The Inviolate Matter ship?
Hm. Does that mean the Shiplords themselves have some other means of creating Inviolate Matter?
[] Ask nothing
Pretty sure that I will vote for this. We want Shiplords to, at least, stop. They offer a way to do this without massive bloodshed. We are certain that they are not lying.
We would do this even if they gave us nothing, so why would we ask for anything?
Because we could really,
really use the help?
I do not believe it's fair to ask for more then what they are offering ??
The main things I would ask are either answers to questions, or help in ways that do not endanger them.
...
I may be structuring this wrong, but:
[k] Bargain with the Uninvolved
-[k] Offer to the Uninvolved
--[k] Assistance with storing their memories
--[k] Ask if there are other ways in which we can be of assistance to them.

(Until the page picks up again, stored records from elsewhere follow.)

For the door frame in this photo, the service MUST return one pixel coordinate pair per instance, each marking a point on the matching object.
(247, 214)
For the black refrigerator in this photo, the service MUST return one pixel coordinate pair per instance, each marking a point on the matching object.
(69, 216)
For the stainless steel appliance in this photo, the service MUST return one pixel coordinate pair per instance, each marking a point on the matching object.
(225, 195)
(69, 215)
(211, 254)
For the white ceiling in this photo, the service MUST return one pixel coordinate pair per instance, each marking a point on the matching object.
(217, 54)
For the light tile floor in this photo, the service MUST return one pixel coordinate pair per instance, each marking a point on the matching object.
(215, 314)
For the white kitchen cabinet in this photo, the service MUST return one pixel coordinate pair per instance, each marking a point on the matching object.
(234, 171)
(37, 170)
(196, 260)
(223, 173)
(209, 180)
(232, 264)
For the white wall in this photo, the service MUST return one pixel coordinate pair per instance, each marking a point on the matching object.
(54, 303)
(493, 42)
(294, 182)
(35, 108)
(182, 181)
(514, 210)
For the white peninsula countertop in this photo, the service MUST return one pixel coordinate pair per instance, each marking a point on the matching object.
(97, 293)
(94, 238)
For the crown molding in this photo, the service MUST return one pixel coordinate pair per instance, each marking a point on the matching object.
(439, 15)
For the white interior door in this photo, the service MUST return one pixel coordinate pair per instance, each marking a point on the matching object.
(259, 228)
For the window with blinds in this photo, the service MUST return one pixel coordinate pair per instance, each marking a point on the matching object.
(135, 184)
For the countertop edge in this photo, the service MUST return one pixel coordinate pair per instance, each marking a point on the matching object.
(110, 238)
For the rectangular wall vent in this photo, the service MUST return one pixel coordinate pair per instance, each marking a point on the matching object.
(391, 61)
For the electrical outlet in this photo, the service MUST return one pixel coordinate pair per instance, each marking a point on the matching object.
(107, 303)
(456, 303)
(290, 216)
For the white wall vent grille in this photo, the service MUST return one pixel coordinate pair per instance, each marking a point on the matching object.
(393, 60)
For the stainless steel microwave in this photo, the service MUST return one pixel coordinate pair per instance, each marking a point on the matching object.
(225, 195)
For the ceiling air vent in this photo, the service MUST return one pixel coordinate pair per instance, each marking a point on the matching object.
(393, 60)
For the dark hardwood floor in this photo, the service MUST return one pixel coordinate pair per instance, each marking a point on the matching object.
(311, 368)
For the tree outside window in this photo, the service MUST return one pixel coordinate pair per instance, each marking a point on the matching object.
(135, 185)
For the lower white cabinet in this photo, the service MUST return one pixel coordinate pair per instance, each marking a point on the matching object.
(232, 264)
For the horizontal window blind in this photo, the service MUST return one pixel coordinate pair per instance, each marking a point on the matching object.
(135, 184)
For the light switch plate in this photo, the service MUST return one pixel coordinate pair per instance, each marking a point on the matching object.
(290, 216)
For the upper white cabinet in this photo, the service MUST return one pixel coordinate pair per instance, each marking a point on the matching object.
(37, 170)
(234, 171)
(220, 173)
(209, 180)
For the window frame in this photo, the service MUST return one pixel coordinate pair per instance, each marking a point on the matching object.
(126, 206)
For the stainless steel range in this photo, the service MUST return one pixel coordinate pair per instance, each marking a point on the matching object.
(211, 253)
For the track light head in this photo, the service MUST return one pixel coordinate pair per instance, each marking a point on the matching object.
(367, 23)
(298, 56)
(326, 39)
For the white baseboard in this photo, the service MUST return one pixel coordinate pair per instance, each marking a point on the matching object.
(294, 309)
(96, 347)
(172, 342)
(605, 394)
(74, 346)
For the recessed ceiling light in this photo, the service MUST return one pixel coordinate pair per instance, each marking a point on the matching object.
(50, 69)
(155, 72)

-[k] Ask, do not demand, of the Uninvolved
--[k] Some. We very much need the help, but don't want them to endanger themselves with the following ideas:
--[k] Ask if they can act sporadically in irrelevant locations to distract the Shiplords, then safely escape before the Shiplords arrive.
--[k] Ask if they can provide Practice-like support for other members of the Coalition, operating from under Orrery defenses.
--[k] Ask if they can assist us with scaling up our FTL travel operations. We're short on high-end FTL drives.
-[k] Ask of Tahkel
--[k] Much information. As Tahkel points out, information is the key to our standing a chance in this conflict, where others did not. Unless it would impose some unreasonable cost to answer...
--[k] What does Tahkel know or surmise of how Practice works, and how it came to be?
--[k] We created this Void Crystal. Does Tahkel have any idea or speculation as to what it does, or for that matter what it is?
--[k] What does Tahkel know or surmise of the Secrets? We know they can't be taught, and must be learned, but...
---[k] Can Tahkel tell us what the Fourth Secret is about, in the sense that the Third is 'electromagnetism' and the Fifth is 'gravity control?'
---[k] Can Tahkel tell us whether there are Seventh and higher Secrets?
---[k] Are there any Secrets the Shiplords themselves definitely do not possess?
---[k] We have inferred that the Shiplords forbid the First Secret to limit access to interstellar travel, and the Second to prevent the creation of new life that might be able to defeat them. Can Tahkel confirm or corroborate these inferences? What does Tahkel believe the explanation is?
--[k] Ask about the Shiplords and their (small-s) secrets.
---[k] When we tried to have Insight-focused Practice scry directly on the Shiplords, we had this 'Nightfall' thing happen. Our Practice users got hit with some really harsh backlash. In retrospect, knowing what we know now, that sounds like Project Insight triggered anti-Uninvolved defenses. Does Tahkel know if the Shiplords deploy such defenses to prevent observation?
---[k] Why do the Shiplords seem to have a great preoccupation with sacrifice? What is the relationship between sacrifice, their own technology and small-p practices, Practice, and the Uninvolved? Do any of these things relate to the Secrets?
---[k] In general, do the Uninvolved have information about the Shiplords' presence in the material universe, and if so, can Tahkel share it?